Le 18/04/2016 à 11:29

J’avais découvert cette auto dans Auto Chromes: ce magazine avait la fâcheuse habitude de rééditer tout ou partie des anciens articles de son prédécesseur, Calandres.
Donc, je ne saurais dire si l’article publié en 1987 était un original ou une réédition de 1983.
Mais il y était bien question d’un moteur V8 Mercedes.
Ado fortement impressionnable par tout ce qui ressemblait de près ou de loin à une super-car, la Kodiak m’avait pourtant laissé de marbre!
En la revoyant aujourd’hui, je la considère finalement comme une mauvaise réplique, car elle en cumule tous les attributs:
-carrosserie singeant maladroitement les traits d’une auto vue, revue et re-revue depuis les lustres: l’une ou l’autre des Mercedes C111
-présentation voyante au possible: ah, l’alliance du rouge pompier et du cuir blanc…
-accastillage de bric et de broc: les feux, les instruments, les aérateurs, les commandes de ventilation…
-mécanique fruste: en 1983 le V8 de la Corvette ne développe que 200 chevaux (et certainement pas 320 comme clamé par Mitrovic) .

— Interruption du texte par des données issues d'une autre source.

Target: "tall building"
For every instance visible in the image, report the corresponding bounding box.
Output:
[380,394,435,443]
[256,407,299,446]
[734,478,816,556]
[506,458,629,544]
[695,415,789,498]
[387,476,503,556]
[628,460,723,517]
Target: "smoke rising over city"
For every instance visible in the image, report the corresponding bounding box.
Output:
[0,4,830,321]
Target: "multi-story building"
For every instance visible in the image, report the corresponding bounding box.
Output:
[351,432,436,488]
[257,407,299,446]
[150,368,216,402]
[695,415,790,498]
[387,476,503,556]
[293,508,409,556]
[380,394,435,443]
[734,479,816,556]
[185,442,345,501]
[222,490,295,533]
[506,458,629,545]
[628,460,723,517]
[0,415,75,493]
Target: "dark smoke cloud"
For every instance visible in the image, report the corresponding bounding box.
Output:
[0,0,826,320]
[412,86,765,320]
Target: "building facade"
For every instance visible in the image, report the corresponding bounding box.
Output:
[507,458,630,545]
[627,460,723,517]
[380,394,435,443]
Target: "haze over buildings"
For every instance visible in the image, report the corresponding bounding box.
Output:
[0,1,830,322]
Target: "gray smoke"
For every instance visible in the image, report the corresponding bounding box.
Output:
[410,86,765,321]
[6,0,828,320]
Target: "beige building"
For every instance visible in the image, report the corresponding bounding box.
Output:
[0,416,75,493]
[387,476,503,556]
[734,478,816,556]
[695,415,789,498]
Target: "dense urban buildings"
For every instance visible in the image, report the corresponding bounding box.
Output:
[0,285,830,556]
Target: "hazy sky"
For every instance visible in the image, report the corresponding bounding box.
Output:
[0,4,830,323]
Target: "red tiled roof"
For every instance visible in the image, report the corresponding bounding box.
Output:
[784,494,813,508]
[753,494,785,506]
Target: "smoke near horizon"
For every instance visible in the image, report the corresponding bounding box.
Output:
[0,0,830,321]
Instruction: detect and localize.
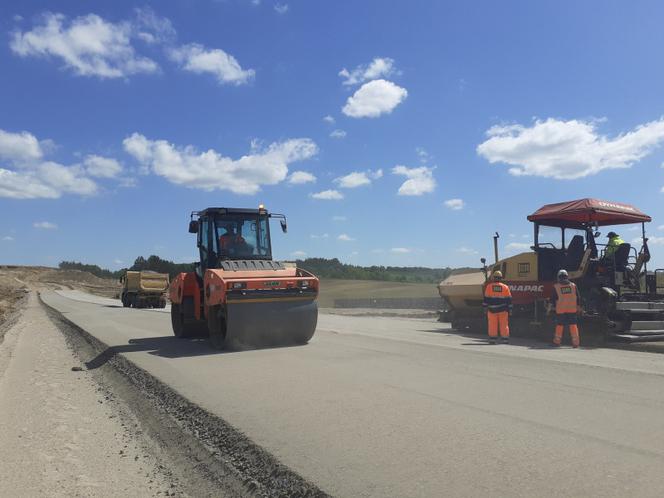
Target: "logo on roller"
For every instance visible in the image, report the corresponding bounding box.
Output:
[510,285,544,292]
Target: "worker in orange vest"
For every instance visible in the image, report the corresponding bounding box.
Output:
[482,270,512,344]
[553,270,581,348]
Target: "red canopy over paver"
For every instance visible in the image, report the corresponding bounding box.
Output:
[528,199,652,227]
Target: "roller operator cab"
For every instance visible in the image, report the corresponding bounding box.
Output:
[438,199,664,342]
[170,206,319,349]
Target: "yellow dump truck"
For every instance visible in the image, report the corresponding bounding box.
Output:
[120,271,169,308]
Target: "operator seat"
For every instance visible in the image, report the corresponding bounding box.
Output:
[613,243,632,271]
[563,235,585,271]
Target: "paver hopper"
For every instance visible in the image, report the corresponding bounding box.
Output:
[438,199,664,342]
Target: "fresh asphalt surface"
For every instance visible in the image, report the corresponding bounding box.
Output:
[42,291,664,497]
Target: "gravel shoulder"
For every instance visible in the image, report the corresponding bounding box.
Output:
[0,293,181,496]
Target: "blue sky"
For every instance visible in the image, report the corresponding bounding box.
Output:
[0,0,664,268]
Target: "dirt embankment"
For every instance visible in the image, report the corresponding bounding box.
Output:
[0,265,120,297]
[0,265,120,342]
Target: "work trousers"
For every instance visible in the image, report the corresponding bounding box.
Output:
[486,311,510,338]
[553,313,579,348]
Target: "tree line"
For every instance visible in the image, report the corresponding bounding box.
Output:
[59,254,476,283]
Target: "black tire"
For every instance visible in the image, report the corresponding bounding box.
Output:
[209,305,229,350]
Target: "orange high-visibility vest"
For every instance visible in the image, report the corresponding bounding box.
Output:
[553,282,578,315]
[483,282,512,313]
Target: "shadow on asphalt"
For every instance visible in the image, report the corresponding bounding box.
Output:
[85,336,303,370]
[85,336,219,370]
[418,328,592,351]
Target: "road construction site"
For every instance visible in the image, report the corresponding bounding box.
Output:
[0,264,664,496]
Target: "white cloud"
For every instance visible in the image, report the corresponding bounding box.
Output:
[123,133,318,194]
[83,154,122,178]
[10,13,159,78]
[133,7,177,44]
[334,169,383,188]
[339,57,397,86]
[330,130,347,138]
[392,166,436,195]
[288,171,316,185]
[0,130,43,161]
[0,162,97,199]
[342,80,408,118]
[274,3,289,14]
[505,242,532,252]
[457,246,477,254]
[0,130,104,199]
[32,221,58,230]
[443,199,466,211]
[477,118,664,180]
[169,43,256,85]
[309,190,344,201]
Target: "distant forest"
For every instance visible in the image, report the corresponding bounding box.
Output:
[59,254,476,283]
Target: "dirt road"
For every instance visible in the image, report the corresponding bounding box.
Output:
[43,292,664,496]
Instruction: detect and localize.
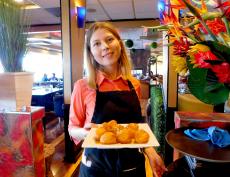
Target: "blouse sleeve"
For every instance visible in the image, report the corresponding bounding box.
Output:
[69,80,86,129]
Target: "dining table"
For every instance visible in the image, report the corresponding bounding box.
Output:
[31,87,63,112]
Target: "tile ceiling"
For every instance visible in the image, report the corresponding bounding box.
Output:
[25,0,159,25]
[24,0,162,51]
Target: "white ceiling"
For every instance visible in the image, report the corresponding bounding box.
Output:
[24,0,159,25]
[24,0,162,52]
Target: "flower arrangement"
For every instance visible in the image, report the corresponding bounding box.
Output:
[153,0,230,105]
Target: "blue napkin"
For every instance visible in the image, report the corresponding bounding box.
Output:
[184,126,230,147]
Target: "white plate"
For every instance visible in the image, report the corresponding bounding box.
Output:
[82,123,159,149]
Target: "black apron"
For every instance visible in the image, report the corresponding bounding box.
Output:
[79,80,146,177]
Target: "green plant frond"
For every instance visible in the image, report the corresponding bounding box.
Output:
[0,0,30,72]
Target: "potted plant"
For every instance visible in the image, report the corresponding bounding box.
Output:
[153,0,230,106]
[0,0,33,111]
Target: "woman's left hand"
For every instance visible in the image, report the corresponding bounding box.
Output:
[144,147,167,177]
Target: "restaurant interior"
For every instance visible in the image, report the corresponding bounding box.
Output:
[0,0,230,177]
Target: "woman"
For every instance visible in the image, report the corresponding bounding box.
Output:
[69,22,165,177]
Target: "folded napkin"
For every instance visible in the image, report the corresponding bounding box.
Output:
[184,126,230,147]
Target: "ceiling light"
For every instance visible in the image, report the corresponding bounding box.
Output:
[14,0,24,3]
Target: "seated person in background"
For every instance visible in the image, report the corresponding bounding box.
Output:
[50,73,58,82]
[42,73,49,82]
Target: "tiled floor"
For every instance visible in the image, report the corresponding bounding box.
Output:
[44,117,80,177]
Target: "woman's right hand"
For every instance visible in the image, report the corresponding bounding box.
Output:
[69,127,89,141]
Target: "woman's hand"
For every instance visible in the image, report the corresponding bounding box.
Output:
[144,147,167,177]
[69,127,89,141]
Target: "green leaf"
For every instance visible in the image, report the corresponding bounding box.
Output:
[182,0,202,20]
[187,60,230,105]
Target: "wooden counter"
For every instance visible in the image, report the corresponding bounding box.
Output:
[178,94,213,113]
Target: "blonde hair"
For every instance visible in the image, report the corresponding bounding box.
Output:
[86,22,132,89]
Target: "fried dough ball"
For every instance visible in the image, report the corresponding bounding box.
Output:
[117,128,132,144]
[102,120,118,132]
[100,132,117,144]
[127,123,139,131]
[135,130,149,144]
[95,127,106,141]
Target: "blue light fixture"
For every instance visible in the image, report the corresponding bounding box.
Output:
[157,0,165,20]
[77,7,86,28]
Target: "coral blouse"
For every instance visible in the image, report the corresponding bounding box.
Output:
[69,72,141,133]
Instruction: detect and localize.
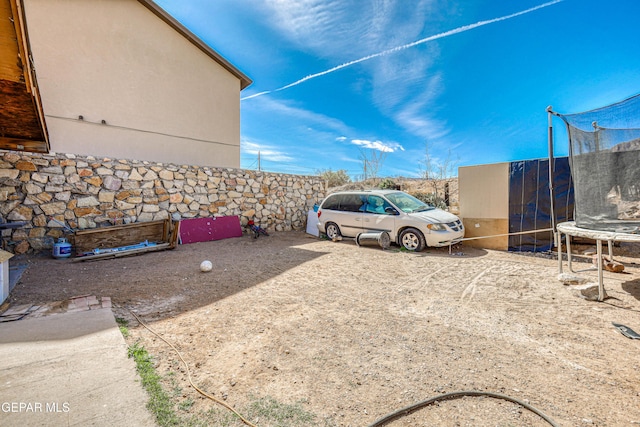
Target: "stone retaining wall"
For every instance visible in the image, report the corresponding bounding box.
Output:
[0,150,325,253]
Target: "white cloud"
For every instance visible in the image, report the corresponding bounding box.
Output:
[243,97,349,134]
[351,139,404,153]
[240,141,294,162]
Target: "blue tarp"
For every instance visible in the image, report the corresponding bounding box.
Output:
[509,157,574,252]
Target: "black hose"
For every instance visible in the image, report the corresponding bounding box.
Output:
[368,390,560,427]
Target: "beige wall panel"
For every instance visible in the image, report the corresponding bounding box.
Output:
[462,218,509,251]
[25,0,240,167]
[458,163,509,219]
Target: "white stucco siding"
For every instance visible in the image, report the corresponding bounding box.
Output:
[25,0,241,167]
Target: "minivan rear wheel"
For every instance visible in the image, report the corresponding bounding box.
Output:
[400,228,426,252]
[324,222,342,240]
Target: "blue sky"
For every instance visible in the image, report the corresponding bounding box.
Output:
[156,0,640,179]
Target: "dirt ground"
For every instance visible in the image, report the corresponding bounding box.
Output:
[10,232,640,426]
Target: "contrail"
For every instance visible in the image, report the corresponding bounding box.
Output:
[240,0,563,101]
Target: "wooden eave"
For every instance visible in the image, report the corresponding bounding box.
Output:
[0,0,49,153]
[138,0,253,90]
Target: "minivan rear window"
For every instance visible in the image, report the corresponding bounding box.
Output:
[322,194,366,212]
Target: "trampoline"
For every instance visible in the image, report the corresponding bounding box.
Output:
[547,94,640,301]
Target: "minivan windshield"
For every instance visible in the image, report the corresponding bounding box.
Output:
[386,191,435,213]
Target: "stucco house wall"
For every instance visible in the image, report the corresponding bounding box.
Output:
[24,0,251,168]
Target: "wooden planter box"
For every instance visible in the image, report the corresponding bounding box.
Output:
[69,219,178,261]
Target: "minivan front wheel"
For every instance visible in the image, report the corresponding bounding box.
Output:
[400,228,426,252]
[325,222,342,240]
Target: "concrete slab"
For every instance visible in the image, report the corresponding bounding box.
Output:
[0,308,156,426]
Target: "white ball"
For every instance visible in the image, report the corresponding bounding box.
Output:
[200,261,213,273]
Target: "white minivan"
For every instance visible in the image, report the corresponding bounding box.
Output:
[318,190,464,252]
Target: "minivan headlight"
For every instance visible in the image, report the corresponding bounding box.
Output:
[427,224,446,231]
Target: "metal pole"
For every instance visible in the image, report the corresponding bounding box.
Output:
[547,105,560,234]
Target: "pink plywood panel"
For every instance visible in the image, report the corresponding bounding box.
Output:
[180,216,242,244]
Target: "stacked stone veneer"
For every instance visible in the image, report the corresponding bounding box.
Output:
[0,150,325,253]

La photo du compartiment moteur montre un V8 Corvette « TPI » poussé à 240 chevaux, on est encore loin du compte!
-et… et… et… les pneus arrière les plus larges possible, les sempiternels Pirelli en 345/45×15 créés pour la Countach 400S, d’abord des P7 puis les P Zéro comme sur les photos (ceux de la de la Countach 25e Anniversaire).
Pas étonnant que les acheteurs ne se soient guère bousculés.
Tant qu’à jeter son fric par les fenêtres… une Isdera Imperator était autrement plus aboutie, et la Vector de Jerry Wiegert était à la fois plus spectaculaire et plus moderne avec sa coque en sandwich alu/nid d’abeille.
Enfin, l’année d’après, Pininfarina sonnait brusquement l’heure du réveil avec la Testarossa:
les années 70, Mercedes C111 ou Bertone Carabo, c’est le passé, c’est fini!